Упрекая свой народ в неприятии «рідной мовы» и русскоязычности, ненькопатриоты, мягко говоря, лицемерили. Они и сами не воспринимали пропагандируемый ими язык как родной и пользовались языком русским. В обществе даже ходила эпиграмма на украинофилов: «Собирались малороссы в тесно сплоченном кружке, обсуждали все вопросы на российском языке». Переходя на персоналии, можно указать на М.П.Драгоманова, который потратил много сил и умения, убеждая всех вокруг, что украинцы должны разговаривать «по-украински». На украинском языке переписывался он со своими соратниками и призывал их твёрдо отстаивать права «рідної мови», но вот к своей сестре, украинской писательнице Олене Пчилке (матери Леси Украинки) писал по-русски. «Каждому из нас писать по-русски легче, чем по-украински» — признавался этот деятель в частной переписке.
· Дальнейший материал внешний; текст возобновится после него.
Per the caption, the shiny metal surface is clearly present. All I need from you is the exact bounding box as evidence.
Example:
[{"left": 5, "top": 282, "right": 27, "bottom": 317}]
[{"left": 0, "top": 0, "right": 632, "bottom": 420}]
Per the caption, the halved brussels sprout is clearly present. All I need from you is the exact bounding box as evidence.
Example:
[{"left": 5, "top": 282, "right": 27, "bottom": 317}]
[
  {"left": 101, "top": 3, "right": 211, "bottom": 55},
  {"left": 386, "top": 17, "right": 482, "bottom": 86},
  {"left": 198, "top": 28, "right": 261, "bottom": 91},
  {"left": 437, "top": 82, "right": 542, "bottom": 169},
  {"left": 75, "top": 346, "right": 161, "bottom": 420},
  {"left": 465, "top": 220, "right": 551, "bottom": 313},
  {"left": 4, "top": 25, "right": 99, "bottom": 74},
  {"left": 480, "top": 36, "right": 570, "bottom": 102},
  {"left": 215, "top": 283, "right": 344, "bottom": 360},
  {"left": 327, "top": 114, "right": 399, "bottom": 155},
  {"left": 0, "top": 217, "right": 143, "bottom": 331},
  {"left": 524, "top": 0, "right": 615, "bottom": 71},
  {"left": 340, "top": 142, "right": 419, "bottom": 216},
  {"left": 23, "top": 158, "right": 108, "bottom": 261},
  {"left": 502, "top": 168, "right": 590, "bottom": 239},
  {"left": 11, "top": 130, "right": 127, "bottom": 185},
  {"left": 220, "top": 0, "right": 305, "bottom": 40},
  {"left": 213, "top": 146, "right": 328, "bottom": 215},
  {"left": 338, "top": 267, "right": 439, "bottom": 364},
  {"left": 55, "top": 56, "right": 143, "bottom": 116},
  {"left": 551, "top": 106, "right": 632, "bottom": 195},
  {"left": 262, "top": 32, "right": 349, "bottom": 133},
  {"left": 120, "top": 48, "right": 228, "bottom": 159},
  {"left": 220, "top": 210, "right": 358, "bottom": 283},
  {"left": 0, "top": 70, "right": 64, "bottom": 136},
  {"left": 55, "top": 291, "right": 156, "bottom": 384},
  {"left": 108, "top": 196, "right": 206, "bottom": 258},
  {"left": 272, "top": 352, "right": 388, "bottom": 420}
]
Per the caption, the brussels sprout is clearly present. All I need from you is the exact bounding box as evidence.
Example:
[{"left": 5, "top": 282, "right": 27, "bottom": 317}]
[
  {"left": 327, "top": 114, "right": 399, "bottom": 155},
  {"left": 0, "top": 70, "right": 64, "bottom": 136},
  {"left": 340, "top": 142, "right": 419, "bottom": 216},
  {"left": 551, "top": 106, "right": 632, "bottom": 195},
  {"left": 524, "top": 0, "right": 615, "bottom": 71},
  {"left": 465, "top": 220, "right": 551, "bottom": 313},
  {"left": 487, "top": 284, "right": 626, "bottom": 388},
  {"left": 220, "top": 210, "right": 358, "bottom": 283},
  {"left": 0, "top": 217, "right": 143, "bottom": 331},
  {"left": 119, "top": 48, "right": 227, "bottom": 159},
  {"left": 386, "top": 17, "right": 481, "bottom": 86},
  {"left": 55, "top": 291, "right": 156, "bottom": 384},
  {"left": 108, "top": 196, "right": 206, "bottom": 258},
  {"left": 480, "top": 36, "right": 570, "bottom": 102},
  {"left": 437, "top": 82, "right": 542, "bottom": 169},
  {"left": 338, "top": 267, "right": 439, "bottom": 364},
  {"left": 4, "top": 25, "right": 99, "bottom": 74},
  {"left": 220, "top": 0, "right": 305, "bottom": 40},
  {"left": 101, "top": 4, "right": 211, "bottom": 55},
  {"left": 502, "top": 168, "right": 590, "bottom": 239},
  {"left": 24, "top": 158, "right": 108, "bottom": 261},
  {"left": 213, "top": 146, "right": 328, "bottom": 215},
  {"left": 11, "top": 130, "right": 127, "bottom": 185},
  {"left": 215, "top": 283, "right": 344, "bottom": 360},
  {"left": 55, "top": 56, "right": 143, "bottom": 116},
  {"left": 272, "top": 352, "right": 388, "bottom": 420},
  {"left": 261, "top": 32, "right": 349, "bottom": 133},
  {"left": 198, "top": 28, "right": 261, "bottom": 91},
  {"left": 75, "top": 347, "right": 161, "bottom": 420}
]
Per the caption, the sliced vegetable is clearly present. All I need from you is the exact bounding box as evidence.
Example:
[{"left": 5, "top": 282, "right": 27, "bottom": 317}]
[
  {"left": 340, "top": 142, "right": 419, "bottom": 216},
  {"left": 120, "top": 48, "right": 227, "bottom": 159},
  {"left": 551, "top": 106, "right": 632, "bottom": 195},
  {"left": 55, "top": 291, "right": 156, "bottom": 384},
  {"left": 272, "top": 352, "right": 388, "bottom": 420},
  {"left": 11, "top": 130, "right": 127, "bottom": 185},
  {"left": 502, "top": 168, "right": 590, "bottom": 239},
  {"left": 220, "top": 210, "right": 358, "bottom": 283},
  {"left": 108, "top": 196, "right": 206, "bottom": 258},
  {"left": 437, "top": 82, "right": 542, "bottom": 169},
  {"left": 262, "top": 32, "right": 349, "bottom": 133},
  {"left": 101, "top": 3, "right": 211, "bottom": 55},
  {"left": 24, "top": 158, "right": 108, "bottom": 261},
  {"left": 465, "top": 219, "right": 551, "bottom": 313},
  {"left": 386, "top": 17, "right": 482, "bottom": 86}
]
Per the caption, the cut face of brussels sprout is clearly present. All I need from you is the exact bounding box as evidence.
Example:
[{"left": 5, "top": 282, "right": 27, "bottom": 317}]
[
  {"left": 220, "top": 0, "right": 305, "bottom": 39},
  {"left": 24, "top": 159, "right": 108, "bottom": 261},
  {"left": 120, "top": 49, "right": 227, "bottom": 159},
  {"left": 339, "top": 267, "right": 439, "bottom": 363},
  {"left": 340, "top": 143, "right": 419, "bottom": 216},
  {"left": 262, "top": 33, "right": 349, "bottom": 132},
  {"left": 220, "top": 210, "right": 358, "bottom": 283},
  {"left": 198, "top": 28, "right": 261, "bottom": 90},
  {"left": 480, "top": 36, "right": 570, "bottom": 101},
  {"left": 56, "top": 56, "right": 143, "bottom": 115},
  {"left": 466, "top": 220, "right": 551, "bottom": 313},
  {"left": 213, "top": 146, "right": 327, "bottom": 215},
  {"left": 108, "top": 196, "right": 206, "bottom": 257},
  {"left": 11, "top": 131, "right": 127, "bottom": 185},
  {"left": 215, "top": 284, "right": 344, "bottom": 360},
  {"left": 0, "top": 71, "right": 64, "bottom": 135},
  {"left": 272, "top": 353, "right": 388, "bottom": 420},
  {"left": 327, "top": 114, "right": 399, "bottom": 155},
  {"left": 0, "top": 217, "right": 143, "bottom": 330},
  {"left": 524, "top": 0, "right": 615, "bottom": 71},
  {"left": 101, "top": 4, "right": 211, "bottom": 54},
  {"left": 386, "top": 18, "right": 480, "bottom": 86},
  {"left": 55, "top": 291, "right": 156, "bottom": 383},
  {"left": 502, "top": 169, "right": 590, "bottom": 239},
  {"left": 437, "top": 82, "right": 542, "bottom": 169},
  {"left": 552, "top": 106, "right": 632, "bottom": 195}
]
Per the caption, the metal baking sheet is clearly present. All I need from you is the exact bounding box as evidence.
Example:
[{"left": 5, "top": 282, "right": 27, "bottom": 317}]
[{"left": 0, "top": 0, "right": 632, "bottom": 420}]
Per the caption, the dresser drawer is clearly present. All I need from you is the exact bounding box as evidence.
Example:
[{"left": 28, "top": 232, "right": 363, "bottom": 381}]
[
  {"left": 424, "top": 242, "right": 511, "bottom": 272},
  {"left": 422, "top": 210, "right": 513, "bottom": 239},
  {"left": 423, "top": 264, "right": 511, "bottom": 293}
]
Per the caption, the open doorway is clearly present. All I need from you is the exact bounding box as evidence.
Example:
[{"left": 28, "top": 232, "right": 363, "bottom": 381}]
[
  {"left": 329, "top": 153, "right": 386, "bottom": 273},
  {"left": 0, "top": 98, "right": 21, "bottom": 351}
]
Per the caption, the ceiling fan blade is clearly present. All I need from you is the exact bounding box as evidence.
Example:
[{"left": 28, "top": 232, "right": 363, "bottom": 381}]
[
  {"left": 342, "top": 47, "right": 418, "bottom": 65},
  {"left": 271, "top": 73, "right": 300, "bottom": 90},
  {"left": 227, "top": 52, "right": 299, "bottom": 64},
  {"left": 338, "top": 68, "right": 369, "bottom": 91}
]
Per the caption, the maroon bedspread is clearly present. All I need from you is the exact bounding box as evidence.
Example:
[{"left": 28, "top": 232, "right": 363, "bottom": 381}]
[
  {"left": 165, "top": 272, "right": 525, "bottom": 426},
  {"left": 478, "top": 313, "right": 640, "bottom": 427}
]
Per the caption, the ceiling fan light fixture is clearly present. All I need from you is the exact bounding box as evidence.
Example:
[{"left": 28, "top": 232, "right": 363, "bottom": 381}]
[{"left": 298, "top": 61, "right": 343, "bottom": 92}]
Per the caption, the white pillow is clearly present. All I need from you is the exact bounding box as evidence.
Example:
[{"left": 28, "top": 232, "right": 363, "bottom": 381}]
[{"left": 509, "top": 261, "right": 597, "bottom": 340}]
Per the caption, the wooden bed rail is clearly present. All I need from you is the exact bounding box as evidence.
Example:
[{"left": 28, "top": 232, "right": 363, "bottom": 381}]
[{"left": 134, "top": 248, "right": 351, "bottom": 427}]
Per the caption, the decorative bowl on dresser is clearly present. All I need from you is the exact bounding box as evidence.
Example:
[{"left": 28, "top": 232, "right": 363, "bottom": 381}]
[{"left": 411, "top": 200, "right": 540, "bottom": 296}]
Родным был русский язык и для Михаила Грушевского, и для Бориса Гринченко, и для Ивана Стешенко, лишь из политических соображений ставших украиноязычными. Так же из политических соображений перешёл на украинский писатель Степан Васильченко, начинавший свою литературную деятельность на русском языке. Этот классик украинской литературы жаловался потом на трудности нового пути (ведь «украинский язык» ещё только придумывался). «Писать произведения украинским языком, молодым, недоразвитым, без сравнения труднее, чем русским, с его широчайшим лексиконом, с готовыми фразами. Украинскому писателю приходилось тут делать двойную работу — тянуть вместе два плуга: писать художественное произведение и вместе с тем создавать для него язык».

Михаил Еремеев в мемуарах рассказывал, что в период между двумя революциями (1906–1917) украинские деятели проявляли немалую активность, внедряя в народ «украинскую национальную идею» — устраивали театральные спектакли, концерты, экскурсии на Тарасову могилу. «Но все эти, довольно важные проявления национальной сознательности, были поверхностные и не проникали в гущу населения. В театрах, на концертах или экскурсиях почти вся публика говорила упорно по-русски». Да и сами украинские активисты оставались русскоязычными, так как «нам не доставало научной и культурной терминологии», и, следовательно, вести культурный разговор по-украински «было очень тяжело». Если же среди украинофилов находился кто-то, кто заговаривал по-украински, то на него смотрели, как на какую-то редкость, «как смотрят на музейные экспонаты».